Von Kornelius Purps, Fixes Income Strategist bei der UniCredit Research • Schulmedizin: Fitch senkt seine Bewertung für Portugal; Märkte relativ unbeeindruckt • Homöopathie: Regierungschefs der EU ringen um einen Kompromiss in der Griechenland-Thematik • Gesundheitsreform: Anleger sind besorgt, Obamas Meisterstück könne viel teurer werden als geplant Ich behaupte heute einfach mal, dass jede n-Mannigfaltigkeit mit…


Von Kornelius Purps, Fixes Income Strategist bei der UniCredit Research

• Schulmedizin: Fitch senkt seine Bewertung für Portugal; Märkte relativ unbeeindruckt
• Homöopathie: Regierungschefs der EU ringen um einen Kompromiss in der Griechenland-Thematik
• Gesundheitsreform: Anleger sind besorgt, Obamas Meisterstück könne viel teurer werden als geplant

Ich behaupte heute einfach mal, dass jede n-Mannigfaltigkeit mit dem Homotopietyp einer n-Sphäre zur n-Sphäre selbst homöomorph ist. Soll doch einer aus der Leserschaft kommen und mir das Gegenteil beweisen.

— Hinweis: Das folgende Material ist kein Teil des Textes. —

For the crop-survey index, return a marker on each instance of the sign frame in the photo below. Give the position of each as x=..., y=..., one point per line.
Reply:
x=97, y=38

Allerdings ist mir der Beweis meiner eigenen Behauptung auch noch nicht gelungen. Dies gelang aber Dr. Grigori Perelman aus St. Petersburg. Und weil dieses Mathegenie so schlau ist und auch nachts um drei noch Homöotapie von Homotopie unterscheiden kann, soll er eine Million Dollar Preisgeld erhalten. Will er aber nicht, er habe ja alles, was er brauche.
Also packen wir die Dollarmillion in den Nana-Mouskouri-Fonds zur Stützung des griechischen Staatshaushalts. Denn ob, und wenn ja, wie den Griechen sonst noch geholfen werden kann, soll oder darf, darüber besteht innerhalb der Europäischen Union weiterhin keine Einigkeit. Aus Brüsseler Kreisen heißt es, die n-Mannigfaltigkeit der Meinungen ließe eine homöomorphe Lösung des Problems noch nicht zu. Angela Merkel scheint mit ihrem Vorschlag Agenturmeldungen zufolge immerhin eine wachsende Zahl an Fürsprechern hinter sich zu versammeln. Heute Vormittag für 9:30h wird Merkel eine Regierungserklärung zu dem Thema abgeben. Anschließend reist sie nach Brüssel. Dort will der ständige Ratsvorsitzende der EU, Herman van Rompuy, noch vor Beginn des offiziellen Treffens der Staats- und Regierungschefs der EU eine Einigung herbeiführen.
Als Schlag ins Gesicht dürften die EU-Offiziellen das gestrige Downgrade der Ratingagentur Fitch für Portugal empfunden haben. Nach dem Motto: Nun macht doch nicht kurz vor einer Lösung in der Griechenland-Thematik ein neues Fass auf. An den Märkten sorgte die Ratingentscheidung lediglich für ein leichtes Beben. Fitch senkte das Rating für Portugal von „AA“ auf „AA Minus“. Damit liegt das Fitch-Rating nun genau in der Mitte zwischen dem besseren „Aa2“ von Moody‘s und dem „A-Plus“ von S&P. Alle Ratingagenturen haben ihre Bewertung mit einem negativen Ausblick versehen. Hauptsorge: Portugals Wirtschaft wird eine im EU-Vergleich relativ geringe Wettbewerbsfähigkeit und ein niedriges Potenzialwachstum attestiert, was die Sanierung der öffentlichen Haushalte erschwere. Positiv wird hervorgehoben, dass das Sparprogramm glaubwürdig, die Makro-Annahmen vernünftig und der Track Record der Regierung vorzeigbar ist. Die Ausweitung der Renditeaufschläge portugiesischer Staatsanleihen gegenüber Bunds hielt sich im Bereich von weniger als 5 Bp in erklecklichen Grenzen.
Mehr Bewegung gab es gestern an den Währungsmärkten: Der US Dollar legte mächtig zu, was dazu führte, dass Cable auf unter 1,49 und EUR-USD auf 1,33 fiel. Nicht einmal ein in n-Sphären vorstoßender Ifo-Index war in der Lage, der Gemeinschaftswährung auch nur ansatzweise Rückenwind zu verleihen. The Trend is your friend, und ohne eine überzeugende europäische Lösung in der Griechenland-Frage dürfte es dem Euro kurzfristig schwer fallen, einen Boden zu finden. Andersherum besteht bei einer EU-Einigung nicht unerhebliches Aufwärtspotenzial. Und: Wir dürfen die Kompromissfähigkeit Europas nicht unterschätzen.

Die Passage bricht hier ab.